A prominent expert on constitutional and tax law is planning to challenge B.C.’s new tax on foreign homebuyers. “There’s a huge problem with this legislation,” Toronto lawyer Rocco Galati said Thursday. “It’s clearly offensive on its face.”

Galati, a former tax specialist in the federal Department of Justice, has developed a public profile on cases such as the successful challenge of the former Conservative government’s appointment of Marc Nadon to the Supreme Court of Canada.

Galati expects to be supplied clients for a test case by Vancouver immigration lawyer Larry Wong, who on Thursday said B.C.’s 15-per-cent foreign buyers’ tax comes from the same mindset that has fuelled Donald Trump’s drive for the presidency.

“The new normal is the Donald Trump new normal of taking action according to one’s feelings — ‘Oh, these foreigners, their money is not clean,’ based on their feeling that, ‘How could one make so much money or pay for such overvalued real estate?’” Wong said.

“I think the tax shows disrespect. Foreign buyers who buy Vancouver properties are not criminals.”

Galati said the law is a violation of section 15 of the Charter of Rights and Freedoms, which prohibits discrimination on the basis of, among other things, national origin.

In most instances, Canadian jurisprudence supports the requirement that foreign nationals be treated the same as Canadian citizens and permanent residents when they are in Canada, he said.

The B.C. government would have to justify the new law under section one of the charter, which says equality rights can only be subjected to “reasonable limits prescribed by law as can be demonstrably justified in a free and democratic society,” according to the Toronto lawyer.
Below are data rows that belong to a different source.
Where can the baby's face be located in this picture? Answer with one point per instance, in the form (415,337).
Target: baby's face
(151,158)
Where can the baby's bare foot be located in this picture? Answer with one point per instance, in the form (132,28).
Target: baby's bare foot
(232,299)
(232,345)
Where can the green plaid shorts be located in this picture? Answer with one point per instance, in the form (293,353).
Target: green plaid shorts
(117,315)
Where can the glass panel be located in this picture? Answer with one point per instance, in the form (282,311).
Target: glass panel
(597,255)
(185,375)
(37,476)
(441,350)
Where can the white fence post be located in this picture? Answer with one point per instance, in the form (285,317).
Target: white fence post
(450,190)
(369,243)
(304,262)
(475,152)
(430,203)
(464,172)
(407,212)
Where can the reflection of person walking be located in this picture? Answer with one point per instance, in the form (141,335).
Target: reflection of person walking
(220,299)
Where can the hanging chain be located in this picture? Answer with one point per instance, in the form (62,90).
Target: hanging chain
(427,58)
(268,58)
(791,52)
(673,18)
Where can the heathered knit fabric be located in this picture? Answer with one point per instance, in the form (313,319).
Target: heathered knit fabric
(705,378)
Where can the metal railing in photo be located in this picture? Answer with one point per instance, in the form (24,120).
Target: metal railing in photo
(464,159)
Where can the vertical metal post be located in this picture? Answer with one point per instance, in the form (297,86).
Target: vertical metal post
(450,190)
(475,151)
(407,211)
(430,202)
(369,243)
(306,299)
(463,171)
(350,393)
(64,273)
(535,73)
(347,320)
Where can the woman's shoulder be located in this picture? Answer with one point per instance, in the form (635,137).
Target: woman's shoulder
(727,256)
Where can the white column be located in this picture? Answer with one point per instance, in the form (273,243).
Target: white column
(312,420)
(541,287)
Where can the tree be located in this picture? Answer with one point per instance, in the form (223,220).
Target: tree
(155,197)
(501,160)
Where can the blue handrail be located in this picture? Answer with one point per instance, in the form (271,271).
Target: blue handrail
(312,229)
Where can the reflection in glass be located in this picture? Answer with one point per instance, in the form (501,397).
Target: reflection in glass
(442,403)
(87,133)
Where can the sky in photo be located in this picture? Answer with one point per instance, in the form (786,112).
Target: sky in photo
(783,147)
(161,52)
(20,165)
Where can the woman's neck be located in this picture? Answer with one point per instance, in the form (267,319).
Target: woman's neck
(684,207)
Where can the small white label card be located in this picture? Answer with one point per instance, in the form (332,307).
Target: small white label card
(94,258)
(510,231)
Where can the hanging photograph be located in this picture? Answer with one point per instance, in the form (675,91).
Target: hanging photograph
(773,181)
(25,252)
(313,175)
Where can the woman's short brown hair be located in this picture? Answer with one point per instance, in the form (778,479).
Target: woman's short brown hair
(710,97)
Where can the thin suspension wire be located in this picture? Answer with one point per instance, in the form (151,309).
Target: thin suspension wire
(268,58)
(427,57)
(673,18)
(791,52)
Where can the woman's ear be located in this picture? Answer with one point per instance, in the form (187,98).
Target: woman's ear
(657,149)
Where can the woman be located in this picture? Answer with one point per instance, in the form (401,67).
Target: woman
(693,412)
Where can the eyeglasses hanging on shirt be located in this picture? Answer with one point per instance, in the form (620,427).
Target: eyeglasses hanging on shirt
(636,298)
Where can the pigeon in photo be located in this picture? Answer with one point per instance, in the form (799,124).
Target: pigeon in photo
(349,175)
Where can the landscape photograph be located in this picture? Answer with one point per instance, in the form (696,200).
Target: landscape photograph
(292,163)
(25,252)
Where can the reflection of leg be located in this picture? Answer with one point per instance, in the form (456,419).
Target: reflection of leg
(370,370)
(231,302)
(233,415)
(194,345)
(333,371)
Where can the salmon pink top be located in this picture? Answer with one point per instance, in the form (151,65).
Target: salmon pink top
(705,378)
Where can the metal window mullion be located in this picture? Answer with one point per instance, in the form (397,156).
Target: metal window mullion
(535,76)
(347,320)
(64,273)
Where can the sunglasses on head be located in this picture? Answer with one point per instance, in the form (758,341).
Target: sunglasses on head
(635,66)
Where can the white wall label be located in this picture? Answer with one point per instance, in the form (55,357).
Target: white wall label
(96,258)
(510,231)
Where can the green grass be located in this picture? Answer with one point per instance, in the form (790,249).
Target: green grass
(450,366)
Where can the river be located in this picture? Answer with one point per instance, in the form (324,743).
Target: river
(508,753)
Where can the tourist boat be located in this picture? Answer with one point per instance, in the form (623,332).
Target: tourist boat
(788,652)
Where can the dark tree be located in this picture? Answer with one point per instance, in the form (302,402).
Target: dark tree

Galati questioned whether the B.C. government could do this, arguing that he’s never seen clear evidence proving that foreign sales are the reason for Metro Vancouver’s housing affordability crisis.

A second and more substantive concern is that the surtax, by being directed at a group of people rather than at property, is by definition, an “indirect” tax.

He said the Constitution Act of 1867 limits provinces only to direct taxation such as income taxes imposed universally.

“A province can impose a tax on beer, but it can’t say, ‘If you’re Chinese it’s 10 per cent, but if you’re white it’s zero,’” he said.

Galati also believes the bill could be challenged under the North American Free Trade Agreement, which requires signatories to treat U.S. and American investors from those countries the same way as Canadian investors.

And if the Trans-Pacific Partnership agreement is ratified, investors from signatory countries, like Australia and Japan, would also have the right to challenge the law and seek compensation.

The B.C. finance ministry, asked Thursday whether the government obtained legal assurance that the law wasn’t vulnerable to a legal challenge, did not immediately respond.

Galati has earned a reputation for being a tenacious adversary when a government does something he thinks is objectionable on legal grounds.

His challenge of Stephen Harper’s appointment of Nadon to Canada’s highest court was based on the argument that Nadon, named to fill one of the three spots reserved for Quebecers, did not qualify under the Supreme Court Act because he was a Federal Court of Appeal judge.

The Conservative government referred the case directly to the Supreme Court of Canada, which ruled in 2014 that Nadon didn’t qualify because he wasn’t a current member of a Quebec superior court or was acting as a lawyer with current standing as a member of the Quebec bar. Legal scholars described the decision as a “stunning” setback for the Harper government.